Baits That Work (No Fancy Stuff Needed)
You don’t need expensive lures for cold water carp. Stick to the classics—they’re proven, and carp love ’em:
- Worms: Nightcrawlers or red wigglers—cut ’em into 1-2 cm pieces (smaller = easier for carp to eat)
- Maggots: White or red—tie 3-4 on the hook (carp can’t resist the wiggling)
- Corn: Sweet corn (canned works!)—1-2 kernels on the hook (cheaper than worms, easier to carry)
Pro tip: Don’t use bread. It falls apart in cold water, and carp don’t like it as much. Stick to worms, maggots, or corn—you’ll thank me later.
Why Traditional Fishing Beats Modern “Fancy” Methods in Cold Water
Let’s be real—modern anglers love their fancy rods and electronic gadgets. But in cold water?
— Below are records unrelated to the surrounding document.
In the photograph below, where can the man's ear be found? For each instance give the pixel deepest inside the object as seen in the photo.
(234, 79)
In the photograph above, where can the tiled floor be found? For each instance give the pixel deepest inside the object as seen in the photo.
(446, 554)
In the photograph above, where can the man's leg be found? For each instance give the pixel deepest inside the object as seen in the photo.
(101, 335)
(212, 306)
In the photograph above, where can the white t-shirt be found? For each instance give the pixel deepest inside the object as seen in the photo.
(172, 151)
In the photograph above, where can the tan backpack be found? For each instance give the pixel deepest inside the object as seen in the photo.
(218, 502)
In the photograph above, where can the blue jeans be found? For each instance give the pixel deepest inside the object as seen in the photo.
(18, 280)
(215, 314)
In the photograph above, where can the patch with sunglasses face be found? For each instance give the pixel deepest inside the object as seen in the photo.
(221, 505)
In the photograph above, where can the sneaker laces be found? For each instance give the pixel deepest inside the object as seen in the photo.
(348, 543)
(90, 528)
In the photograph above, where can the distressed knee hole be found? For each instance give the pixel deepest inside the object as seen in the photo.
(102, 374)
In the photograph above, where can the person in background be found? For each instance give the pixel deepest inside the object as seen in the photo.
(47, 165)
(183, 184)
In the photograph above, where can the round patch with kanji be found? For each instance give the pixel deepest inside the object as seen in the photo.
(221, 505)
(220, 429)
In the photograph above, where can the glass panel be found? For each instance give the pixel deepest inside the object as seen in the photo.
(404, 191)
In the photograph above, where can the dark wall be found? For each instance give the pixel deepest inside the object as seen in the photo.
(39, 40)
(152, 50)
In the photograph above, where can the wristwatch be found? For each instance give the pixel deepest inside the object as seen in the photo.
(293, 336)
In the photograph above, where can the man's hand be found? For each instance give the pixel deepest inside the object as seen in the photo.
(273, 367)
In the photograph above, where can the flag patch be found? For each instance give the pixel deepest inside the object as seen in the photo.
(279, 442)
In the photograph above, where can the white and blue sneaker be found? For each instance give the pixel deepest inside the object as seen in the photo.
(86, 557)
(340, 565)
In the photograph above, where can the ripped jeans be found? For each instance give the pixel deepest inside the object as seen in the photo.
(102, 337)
Traditional methods (upward-facing hook + seven-star floats) work *better*. Here’s why:
- Upward-facing hook: Hooks the carp in the top of the mouth (harder to spit out) when they lift their head
- Seven-star floats: Easier to see tiny moves (modern floats are too big—you miss small rises)
- Long rod + short line: Perfect for fishing in weeds or “holes” (carp hide there in winter—they’re warm and safe)
Last week, I was fishing a weed hole with a 10-foot rod and short line. A guy next to me was using a 6-foot modern rod and electronic float. I caught 4 carp—he caught 0. He asked why, and I showed him my upward-facing hook and seven-star floats. He’s now ordering a set online. Classic win.
Final Tip: Be Patient (I Know, It Sucks)
Cold water fishing is *slow*. You might sit for an hour without a bite. But here’s the thing: when the bite comes, it’s worth it. Last winter, I sat in 30-degree weather for 2 hours, and then got 3 rise bites in 10 minutes. I caught 2 carp (2 and 2.5 pounds) and went home happy. My buddy left after 1 hour—he missed the good stuff.
So, next time it’s cold and you want to catch carp? Grab your upward-facing hook, seven-star floats, some worms, and head to the water. Ignore the dips, wait for the rises, and twitch that rod. You’ll catch more carp than you ever thought possible—even in the freezing cold.